Introduction to Software Analysis

What is program analysis?

Program Analysis is a body of work to automatically discover useful facts about programs and can be classified into three kinds of analysis:

  • Dynamic (run-time)
  • Static (compile-time)
  • Hybrid (combination of dynamic and static)

Dynamic analysis

Dynamic program analysis infers facts about a program by monitoring its runs (executions). Some of examples of well known dynamic analysis tools are as follows:

  • Array bounds checking - Purify
  • Data race detection - Eraser
  • Memory leak detection - Valgrind
  • Finding likely invariants - Daikon
    • An invariant is a program fact that is true for every run of the program

Static analysis

Static program analysis infers facts about of a program by inspecting its code. This can be done on both source code and compiled binaries. Some of examples of well known static analysis tools are as follows:

  • Suspicious error patters - Lint, FindBugs, Coverity
  • Memory leak detection - Facebook Infer
  • Checking API usage rules - Microsoft SLAM
  • Verifying invariants - ESC / Java

Discovering invariants using dynamic analysis

Dynamic analysis is useful for detecting likely invariants, but has difficulty following programs that has loops or recursion - this can lead to arbitrarily many paths. Dynamic analysis tools like Daikon, while being unable to execute all arbitrary paths of a binary dynamically, can rule out entire classes of invariants by observing a run of a program.

Discovering invariants using static analysis

Static analysis and inspection of the source code of a program enables us with the ability to definitively identify invariants.

Terminology

  • Control flow graph - a graphical representation of each statement within a program, with nodes being instructions and edges being possible execution paths between instructions.
  • Abstract state - an abstract state represents variables with a symbolic value
  • Concrete state - a concrete state assigns values to variables
  • Termination - the resolution of all paths within a program
  • Completeness - a program analysis that accepts correct programs and rejects incorrect programs. An incomplete program analysis rejects correct programs
  • Soundness - a sound analysis accepts bug-free programs and rejects buggy programs. An unsound program analysis accepts buggy programs.

Iterative approximation

Iterative approximation is a static analysis technique that iterates over the paths of a program, constantly updating inferred facts until it arrives at a complete understanding of the necessary values for each variable to reach a desired program path.

Dynamic vs static analysis

The following are statements comparing to the cost and effectiveness of dynamic and static program analysis:

  • Dynamic
    • Cost - Proportional of program's execution time
    • Effectiveness - Unsound (may miss errors)
  • Static
    • Cost - Proportional to program's size
    • Effectiveness - Incomplete (may report spurious errors)

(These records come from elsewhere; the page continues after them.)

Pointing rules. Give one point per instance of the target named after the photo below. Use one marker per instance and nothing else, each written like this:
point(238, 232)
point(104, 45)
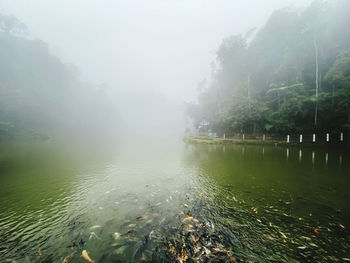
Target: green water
point(282, 205)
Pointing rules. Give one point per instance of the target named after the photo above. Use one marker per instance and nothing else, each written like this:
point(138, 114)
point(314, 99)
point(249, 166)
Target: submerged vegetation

Advantage of static analysis over dynamic analysis:

Static analysis may achieve soundness - it is possible to design an analysis that does not miss an error in a program, even if some of errors reported may be false positives. Since static analysis does not require the program to be run, the cost to analyze a piece of software is proportional to its code size, not it’s runtime. Since static analysis does not require the program to be run, it can be performed on a machine without requiring that machine to be able to run the code.

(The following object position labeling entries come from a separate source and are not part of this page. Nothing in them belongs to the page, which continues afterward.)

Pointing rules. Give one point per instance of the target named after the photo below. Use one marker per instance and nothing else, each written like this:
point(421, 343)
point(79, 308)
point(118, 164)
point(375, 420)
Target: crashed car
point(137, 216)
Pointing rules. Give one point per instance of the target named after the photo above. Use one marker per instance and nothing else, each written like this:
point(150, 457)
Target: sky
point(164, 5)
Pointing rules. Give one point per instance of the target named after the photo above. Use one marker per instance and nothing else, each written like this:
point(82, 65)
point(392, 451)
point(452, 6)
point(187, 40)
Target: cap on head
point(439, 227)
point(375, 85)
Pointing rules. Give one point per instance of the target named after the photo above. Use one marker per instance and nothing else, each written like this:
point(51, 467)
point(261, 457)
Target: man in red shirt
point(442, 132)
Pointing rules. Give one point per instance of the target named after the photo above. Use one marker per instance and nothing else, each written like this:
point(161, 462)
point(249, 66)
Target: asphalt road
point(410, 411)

Advantage of dynamic analysis over static analysis:

Dynamic analysis may achieve completeness - it is possible to design an analysis that will only report errors that can be triggered in a concrete execution of the program, even if some errors may be undiscovered due to limitations on the number of runs inspected. Since dynamic analysis is performed by observing a concrete run of a program, bugs found using this method are typically easy to report / reproduce.

Undecidability of program properties

Questions like "Is a program point reachable on some input?" are undecidable meaning, we would need an infinite amount of time to conduct the program analysis to discover the answer to the proposed question. Program analysis can be sound and complete, but only if we never terminate. Thus, designing a program analysis is an art in which we balance how thorough the analysis is - the tradeoffs are dictated by the consumer of the analysis.

Consumers of program analysis

  • Compilers - compilers utilize program analysis to optimize code, removing unnecessary code that results in the same outcome for an invariant.
  • Software quality tools - tools for testing, debugging, and verification. Software quality tools are used for:
    • Finding programming errors
    • Proving program invariants
    • Generating test cases
    • Localizing causes of errors
  • Integrated development environments (IDEs) - IDEs use program analysis to help programmers:
    • understand programs
    • refactor programs